In einer meist kopf- und planlosen Mannschaft war Özil im letzten Spiel sogar noch einer der besseren Akteure, spielte sieben Pässe, die zu Chancen führten. Richtig gut waren seine Auftritte dennoch nicht, doch von welchem deutschen Nationalspieler kann man das nach dieser WM ernsthaft behaupten? Von Sami Khedira bis Thomas Müller, von Toni Kroos bis Julian Draxler – die Liste der Fußballer, die enttäuschten, ist lang. Das Ergebnis ist bekannt, Deutschland schied in der Vorrunde aus. Es ist eine sportliche Schande historischen Ausmaßes.
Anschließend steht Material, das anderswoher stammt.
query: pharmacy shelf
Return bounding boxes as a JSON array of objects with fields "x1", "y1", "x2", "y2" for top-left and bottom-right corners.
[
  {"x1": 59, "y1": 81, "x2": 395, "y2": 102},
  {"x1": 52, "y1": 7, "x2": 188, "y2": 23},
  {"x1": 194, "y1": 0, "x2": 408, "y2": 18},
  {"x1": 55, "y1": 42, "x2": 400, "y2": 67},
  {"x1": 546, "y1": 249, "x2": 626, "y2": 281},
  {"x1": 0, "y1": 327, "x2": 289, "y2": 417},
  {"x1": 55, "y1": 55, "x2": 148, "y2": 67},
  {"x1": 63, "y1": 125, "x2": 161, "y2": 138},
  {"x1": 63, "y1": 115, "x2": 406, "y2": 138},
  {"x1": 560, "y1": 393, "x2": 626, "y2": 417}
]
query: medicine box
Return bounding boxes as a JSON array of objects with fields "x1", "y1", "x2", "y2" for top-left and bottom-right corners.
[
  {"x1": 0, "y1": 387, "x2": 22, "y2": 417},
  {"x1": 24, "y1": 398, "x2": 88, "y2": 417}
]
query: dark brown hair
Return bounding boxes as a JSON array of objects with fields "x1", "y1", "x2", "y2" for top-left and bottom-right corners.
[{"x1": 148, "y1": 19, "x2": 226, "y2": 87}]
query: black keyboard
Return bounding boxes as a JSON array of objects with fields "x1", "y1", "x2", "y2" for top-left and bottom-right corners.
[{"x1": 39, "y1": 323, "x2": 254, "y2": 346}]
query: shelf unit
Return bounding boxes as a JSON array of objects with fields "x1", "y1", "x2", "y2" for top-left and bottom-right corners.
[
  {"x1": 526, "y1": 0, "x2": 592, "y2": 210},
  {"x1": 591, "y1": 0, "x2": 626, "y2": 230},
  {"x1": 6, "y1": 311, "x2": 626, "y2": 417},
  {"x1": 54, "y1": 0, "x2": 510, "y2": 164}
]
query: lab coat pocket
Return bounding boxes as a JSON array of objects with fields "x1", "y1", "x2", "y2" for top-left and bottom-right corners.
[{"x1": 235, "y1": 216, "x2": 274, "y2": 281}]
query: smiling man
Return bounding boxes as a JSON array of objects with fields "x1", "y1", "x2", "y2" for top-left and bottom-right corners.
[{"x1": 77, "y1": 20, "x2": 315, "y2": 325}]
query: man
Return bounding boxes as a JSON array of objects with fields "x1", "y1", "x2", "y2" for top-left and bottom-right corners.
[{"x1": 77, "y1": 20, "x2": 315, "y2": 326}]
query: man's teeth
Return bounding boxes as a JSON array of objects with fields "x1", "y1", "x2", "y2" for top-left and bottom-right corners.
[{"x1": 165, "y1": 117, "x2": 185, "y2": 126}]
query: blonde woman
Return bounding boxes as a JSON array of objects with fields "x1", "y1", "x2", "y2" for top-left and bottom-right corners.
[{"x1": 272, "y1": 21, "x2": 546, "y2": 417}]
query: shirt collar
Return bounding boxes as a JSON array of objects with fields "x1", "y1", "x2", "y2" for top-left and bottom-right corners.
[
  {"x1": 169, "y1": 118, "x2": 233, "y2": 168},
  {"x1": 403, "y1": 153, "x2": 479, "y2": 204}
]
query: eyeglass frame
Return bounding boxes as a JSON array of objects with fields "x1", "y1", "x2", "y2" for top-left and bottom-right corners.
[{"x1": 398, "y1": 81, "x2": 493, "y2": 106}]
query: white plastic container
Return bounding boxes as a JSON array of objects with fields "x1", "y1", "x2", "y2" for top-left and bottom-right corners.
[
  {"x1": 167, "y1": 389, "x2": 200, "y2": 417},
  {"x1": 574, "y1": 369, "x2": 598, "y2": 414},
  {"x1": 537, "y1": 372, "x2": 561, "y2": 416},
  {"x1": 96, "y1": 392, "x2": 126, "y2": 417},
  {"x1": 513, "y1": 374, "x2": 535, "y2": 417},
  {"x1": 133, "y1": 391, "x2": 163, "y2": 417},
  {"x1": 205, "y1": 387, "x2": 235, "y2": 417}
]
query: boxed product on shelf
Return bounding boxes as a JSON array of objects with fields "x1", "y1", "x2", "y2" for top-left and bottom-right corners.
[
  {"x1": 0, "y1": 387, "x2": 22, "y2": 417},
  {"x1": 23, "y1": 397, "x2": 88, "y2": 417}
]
So schlecht war ein Team des DFB bei einer WM noch nie. 

Erdogan-Diskussionen störten WM-Vorbereitungen massiv

Im Kreuzfeuer der Kritik stand dennoch meistens Mesut Özil, was wiederum mit der nicht unbedingt cleveren Entscheidung Özils zu tun hatte, sich vor dem Turnier, wie auch Ilkay Gündogan, mit dem türkischen Präsidenten Recep Tayyip Erdogan ablichten zu lassen. Das war, wenn man die politische Dimension bewerten möchte, durchaus kritikwürdig, und es war, wenn man die sportliche Komponente betrachtet, ebenso naiv.

Denn ja, die dadurch entstandenen Diskussionen störten die Vorbereitung der deutschen Nationalmannschaft massiv; erst recht, weil Özil nicht die Größe hatte, sich einmal der Presse zu stellen oder sich in den sozialen Netzwerken klar dazu zu äußern, vielleicht sogar zu entschuldigen, um das Thema endlich zu den Akten legen zu können.

Nun, nachdem die gefallenen Weltmeister wieder in Deutschland gelandet sind, ist die Diskussion um den deutschen Fußball in vollem Gange. Mittendrin: Mesut Özil. Mehrere Medien berichten, dass sein Rücktritt wahrscheinlich sei. Es ist zu lesen, dass sein Umfeld davon ausgehe, dass das Tischtuch zwischen dem Gelsenkirchener und der breiten Öffentlichkeit endgültig zerschnitten sei.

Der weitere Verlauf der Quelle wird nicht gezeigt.